Chaos,  HomeLife

dear humility: enough already.

Sometimes being a mother is a gig that is just so . . . .

humbling.

I mean,

how many lessons in humility does one person need anyway?

And can I tell you what?

I think I’ve had enough already.

Yeah.

Enough already.


Yesterday I stood in a waiting area with other moms and other kids to wait to register for that co-op I was worrying about the other day.

(And guess what?  We’re in!  Three years on a waiting list!  Hazah!)

There were other children besides mine waiting as well.

They were waiting patiently, with happy hearts shining through their sweet cherubic faces.

And I promise,

that has been my group of kiddos too.

I promise it has.

(If only I had proof.  If only.)

No, really.

There have been moments that my kids were those kids.

You know,

those kids.

The ones that are smiling and obedient and quiet and helpful at all the right moments.

The kind of kids that would cause strangers to stop you in the grocery store and compliment your beautiful progeny.

The kind of obedient youngsters that cause a waiter to stop and reflect upon how swell your young ones are and to share a few horror stories of those kids who were not.
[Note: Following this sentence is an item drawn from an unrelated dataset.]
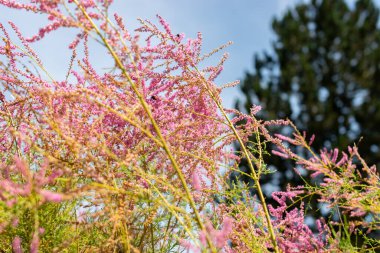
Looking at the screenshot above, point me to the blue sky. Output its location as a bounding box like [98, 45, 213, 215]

I promise, on occasion, I have had those kids too.

But not yesterday.

I did not have those children yesterday.

I had the other kind.

The kind of urchins that make the other moms look at their own well-behaved offspring and smile.

Smile in pity at you and your sad self.

Smile in pride at their own small heavenly beings fluttering angelically around them while balancing their halos on their golden heads.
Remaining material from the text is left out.